Litigation strategy here hinges on proactive defensive filings, not passive hope.
NCLT: The Arena of Second Chances or Second Shocks?
Post-collapse, the NCLT resumes control of the CIRP process. However, we must bear in mind that
- Fresh expressions of interest (EOIs) may be invited, but investor appetite will be chilled.
- Existing CoC members may be restructured or weakened due to claim uncertainty.
- If liquidation becomes inevitable, disputes around asset valuation and distribution will queue up.
Firms representing financial creditors need to swiftly re-file claim proofs, preserve their ranking, and engage in new CoC formations. Those representing vendors or operational creditors should immediately seek interim relief or protective orders against clawbacks.
The Role of RP: From Passive Facilitator to Accountability Magnet
In Bhushan Steel, the SC rebuked the RP for failing to uphold statutory duties. This sets a precedent that RPs aren't mere neutral channels. RPs can be scrutinised for plan quality, creditor protection, and compliance monitoring.
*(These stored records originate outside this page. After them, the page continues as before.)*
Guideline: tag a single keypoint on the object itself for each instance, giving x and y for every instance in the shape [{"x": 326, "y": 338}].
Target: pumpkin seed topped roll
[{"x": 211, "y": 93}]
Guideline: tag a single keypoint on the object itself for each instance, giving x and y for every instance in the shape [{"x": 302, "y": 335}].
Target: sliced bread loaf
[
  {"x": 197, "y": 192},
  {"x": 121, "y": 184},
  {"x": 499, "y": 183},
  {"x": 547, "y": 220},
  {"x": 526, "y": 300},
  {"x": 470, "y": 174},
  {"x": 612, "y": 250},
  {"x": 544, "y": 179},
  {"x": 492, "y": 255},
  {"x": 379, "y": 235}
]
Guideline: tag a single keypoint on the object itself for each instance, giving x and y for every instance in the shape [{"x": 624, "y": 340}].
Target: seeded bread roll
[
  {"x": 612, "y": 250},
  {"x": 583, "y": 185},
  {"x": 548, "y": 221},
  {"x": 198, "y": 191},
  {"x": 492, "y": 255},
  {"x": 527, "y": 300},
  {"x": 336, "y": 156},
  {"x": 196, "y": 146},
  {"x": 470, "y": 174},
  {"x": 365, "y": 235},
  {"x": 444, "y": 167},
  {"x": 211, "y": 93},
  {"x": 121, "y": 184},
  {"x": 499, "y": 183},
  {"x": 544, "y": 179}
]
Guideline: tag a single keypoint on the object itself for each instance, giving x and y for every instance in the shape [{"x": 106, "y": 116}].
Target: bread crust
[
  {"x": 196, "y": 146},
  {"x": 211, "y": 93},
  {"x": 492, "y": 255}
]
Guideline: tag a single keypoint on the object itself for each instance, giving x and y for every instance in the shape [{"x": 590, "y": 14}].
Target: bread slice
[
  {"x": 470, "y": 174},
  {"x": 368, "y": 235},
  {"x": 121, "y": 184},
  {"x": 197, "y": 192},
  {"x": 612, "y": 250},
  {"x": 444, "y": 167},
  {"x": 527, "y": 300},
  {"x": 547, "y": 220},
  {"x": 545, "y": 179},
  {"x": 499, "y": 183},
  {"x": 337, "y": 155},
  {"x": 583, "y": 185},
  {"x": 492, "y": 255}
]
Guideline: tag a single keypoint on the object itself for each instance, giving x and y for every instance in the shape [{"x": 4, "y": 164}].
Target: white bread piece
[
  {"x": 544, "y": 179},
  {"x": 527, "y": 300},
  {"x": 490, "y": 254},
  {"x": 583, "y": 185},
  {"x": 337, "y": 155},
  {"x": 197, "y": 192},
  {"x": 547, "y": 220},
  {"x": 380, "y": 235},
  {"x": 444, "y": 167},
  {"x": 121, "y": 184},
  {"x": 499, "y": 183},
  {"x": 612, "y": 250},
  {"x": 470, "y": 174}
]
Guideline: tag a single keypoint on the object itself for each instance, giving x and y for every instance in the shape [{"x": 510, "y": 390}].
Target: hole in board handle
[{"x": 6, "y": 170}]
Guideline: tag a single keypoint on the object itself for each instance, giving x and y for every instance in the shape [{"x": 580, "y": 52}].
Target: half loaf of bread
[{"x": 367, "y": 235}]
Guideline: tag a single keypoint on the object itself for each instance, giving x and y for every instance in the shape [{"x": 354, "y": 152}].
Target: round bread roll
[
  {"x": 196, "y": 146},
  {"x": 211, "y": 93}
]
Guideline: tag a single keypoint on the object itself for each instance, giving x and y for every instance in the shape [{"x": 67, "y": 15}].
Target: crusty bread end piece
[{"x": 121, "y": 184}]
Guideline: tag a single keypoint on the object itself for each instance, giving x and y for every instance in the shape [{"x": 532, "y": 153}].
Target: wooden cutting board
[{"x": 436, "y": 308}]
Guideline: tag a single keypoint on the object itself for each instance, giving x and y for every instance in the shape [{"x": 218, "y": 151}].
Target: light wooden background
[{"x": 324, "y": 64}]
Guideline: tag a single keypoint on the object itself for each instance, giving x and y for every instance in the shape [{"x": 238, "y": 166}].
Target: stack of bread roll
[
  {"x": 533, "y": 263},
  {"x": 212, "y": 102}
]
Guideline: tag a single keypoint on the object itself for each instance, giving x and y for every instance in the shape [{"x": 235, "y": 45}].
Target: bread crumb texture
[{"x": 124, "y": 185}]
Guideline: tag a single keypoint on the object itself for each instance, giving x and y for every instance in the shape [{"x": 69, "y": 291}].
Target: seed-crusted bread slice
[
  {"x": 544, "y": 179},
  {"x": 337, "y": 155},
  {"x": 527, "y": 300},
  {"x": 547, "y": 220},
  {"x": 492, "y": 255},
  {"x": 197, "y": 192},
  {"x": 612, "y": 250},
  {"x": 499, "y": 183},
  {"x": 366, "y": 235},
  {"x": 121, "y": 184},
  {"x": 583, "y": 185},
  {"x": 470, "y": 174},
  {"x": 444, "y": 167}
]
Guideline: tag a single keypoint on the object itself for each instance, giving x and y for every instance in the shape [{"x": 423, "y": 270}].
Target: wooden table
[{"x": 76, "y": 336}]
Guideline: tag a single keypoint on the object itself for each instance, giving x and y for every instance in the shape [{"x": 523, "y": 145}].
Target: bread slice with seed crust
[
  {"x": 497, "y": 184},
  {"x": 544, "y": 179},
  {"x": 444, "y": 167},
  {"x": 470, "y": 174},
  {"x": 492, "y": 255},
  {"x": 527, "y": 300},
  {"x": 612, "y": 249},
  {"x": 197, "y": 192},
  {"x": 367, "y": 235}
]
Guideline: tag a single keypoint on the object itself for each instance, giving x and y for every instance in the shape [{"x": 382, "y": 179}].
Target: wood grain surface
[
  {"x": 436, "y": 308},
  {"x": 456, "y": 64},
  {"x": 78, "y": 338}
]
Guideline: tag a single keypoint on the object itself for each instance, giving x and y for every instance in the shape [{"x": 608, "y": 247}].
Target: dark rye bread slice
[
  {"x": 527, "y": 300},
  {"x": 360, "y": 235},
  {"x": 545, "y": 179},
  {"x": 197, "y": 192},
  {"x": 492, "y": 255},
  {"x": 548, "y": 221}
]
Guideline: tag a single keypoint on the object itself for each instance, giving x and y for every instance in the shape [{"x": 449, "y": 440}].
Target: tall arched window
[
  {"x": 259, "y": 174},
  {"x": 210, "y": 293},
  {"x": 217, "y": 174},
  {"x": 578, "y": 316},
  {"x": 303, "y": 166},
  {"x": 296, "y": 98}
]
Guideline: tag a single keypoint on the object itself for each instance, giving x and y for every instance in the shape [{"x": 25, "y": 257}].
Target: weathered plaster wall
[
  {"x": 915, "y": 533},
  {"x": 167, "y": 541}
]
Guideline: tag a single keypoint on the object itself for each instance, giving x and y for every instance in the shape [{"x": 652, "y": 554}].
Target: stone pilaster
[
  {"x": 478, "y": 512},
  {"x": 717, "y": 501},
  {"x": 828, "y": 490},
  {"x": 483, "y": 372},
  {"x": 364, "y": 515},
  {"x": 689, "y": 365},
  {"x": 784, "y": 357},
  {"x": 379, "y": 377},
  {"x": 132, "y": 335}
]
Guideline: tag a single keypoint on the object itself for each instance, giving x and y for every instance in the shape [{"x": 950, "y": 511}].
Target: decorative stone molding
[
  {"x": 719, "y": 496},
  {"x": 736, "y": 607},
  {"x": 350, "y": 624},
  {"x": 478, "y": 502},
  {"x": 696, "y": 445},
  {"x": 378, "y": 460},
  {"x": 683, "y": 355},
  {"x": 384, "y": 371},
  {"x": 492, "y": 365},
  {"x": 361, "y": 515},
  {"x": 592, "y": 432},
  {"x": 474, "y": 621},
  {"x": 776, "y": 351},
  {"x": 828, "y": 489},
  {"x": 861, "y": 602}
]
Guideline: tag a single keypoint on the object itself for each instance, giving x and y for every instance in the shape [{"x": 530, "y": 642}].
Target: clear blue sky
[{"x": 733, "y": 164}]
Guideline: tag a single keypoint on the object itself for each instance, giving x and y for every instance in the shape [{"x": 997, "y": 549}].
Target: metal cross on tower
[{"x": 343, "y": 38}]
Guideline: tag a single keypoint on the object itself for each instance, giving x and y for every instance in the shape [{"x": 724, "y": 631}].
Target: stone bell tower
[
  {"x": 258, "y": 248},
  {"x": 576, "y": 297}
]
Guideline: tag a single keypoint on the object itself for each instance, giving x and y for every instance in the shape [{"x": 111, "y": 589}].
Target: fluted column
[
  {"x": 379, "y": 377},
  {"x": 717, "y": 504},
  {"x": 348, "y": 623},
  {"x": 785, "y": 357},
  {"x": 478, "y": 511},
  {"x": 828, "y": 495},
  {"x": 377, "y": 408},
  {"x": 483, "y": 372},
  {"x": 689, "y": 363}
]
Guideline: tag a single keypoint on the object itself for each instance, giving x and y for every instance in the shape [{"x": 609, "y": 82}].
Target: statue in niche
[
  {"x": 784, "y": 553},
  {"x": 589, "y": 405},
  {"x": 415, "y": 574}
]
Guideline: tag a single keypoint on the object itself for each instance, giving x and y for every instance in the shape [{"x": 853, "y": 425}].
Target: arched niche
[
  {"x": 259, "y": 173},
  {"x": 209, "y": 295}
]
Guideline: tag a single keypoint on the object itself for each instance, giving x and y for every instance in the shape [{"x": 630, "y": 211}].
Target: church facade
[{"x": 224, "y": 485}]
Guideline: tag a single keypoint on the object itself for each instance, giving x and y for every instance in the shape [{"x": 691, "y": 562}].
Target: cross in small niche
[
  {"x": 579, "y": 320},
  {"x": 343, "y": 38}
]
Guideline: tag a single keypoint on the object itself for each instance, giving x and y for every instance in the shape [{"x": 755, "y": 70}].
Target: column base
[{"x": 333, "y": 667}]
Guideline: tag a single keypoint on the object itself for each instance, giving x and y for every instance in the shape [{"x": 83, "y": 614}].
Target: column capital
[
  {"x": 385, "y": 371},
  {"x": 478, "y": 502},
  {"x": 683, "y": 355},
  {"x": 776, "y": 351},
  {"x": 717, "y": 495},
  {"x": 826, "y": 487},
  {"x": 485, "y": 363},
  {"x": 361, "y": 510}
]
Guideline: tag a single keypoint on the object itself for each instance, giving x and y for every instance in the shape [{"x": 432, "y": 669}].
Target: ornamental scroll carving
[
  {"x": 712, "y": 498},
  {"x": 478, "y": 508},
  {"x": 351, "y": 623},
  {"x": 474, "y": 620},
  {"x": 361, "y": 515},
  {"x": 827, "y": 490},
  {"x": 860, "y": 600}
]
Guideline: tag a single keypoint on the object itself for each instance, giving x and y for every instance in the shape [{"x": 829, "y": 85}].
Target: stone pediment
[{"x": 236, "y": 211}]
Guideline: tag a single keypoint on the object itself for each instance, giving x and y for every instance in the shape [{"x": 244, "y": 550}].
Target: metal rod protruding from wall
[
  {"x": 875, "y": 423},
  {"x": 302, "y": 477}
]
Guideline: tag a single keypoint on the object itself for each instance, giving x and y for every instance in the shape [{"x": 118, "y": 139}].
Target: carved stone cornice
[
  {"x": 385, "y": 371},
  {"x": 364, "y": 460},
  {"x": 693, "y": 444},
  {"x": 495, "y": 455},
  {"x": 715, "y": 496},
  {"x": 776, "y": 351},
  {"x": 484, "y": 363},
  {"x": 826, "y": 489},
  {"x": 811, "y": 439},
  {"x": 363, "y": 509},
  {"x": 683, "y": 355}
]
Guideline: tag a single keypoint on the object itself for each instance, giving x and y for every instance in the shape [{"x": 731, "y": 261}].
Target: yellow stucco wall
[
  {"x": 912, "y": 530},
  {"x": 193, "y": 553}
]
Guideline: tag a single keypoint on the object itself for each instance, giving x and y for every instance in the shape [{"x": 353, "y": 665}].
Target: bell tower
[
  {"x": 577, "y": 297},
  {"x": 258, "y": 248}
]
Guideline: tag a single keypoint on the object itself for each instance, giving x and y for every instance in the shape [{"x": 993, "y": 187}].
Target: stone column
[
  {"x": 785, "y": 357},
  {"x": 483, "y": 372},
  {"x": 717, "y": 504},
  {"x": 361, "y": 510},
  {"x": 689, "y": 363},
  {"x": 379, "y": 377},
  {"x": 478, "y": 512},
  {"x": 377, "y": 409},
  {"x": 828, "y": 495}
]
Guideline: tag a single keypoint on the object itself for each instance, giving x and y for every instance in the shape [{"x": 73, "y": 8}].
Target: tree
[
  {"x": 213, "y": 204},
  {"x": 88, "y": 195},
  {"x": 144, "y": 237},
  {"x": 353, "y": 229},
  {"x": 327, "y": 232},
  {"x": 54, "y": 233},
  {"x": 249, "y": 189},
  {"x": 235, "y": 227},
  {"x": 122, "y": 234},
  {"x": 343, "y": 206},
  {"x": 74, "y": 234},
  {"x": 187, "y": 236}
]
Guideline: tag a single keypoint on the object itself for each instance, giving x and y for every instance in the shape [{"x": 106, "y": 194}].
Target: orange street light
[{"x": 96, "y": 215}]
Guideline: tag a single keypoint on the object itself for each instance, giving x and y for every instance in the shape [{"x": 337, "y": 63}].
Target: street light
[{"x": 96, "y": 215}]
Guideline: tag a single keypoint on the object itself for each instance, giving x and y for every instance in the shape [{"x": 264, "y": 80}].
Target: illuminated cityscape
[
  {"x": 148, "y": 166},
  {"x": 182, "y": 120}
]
Expect to see more litigation against RPs, especially in cases of procedural lapses or over-acceptance of shaky resolution plans.
For lawyers advising RPs, this means elevating internal checklists, conflict of interest declarations, and communication audit trails.
The Bigger Picture: What This Means for the Indian Insolvency Framework
While the Supreme Court may have intended to signal accountability and revive fidelity to the IBC's letter and spirit, the practical effect could be:
- Increased litigation timelines post-resolution
- Shrinking pool of serious resolution applicants
- Elevated legal fees in plan monitoring and compliance
- Heightened role of transactional due diligence even after plan approval
As legal counsel, our job now is not only to draft better plans but to future-proof them. The focus will be on anticipating failure modes, embedding contingency protocols, and designing exits that don't bleed clients dry.
As Indian insolvency law enters this next phase of rigor, creditors, applicants, and counsel must prepare for a long game. And that long game is litigation: layered, messy, and fiercely strategic.
The content of this article is intended to provide a general guide to the subject matter. Specialist advice should be sought about your specific circumstances.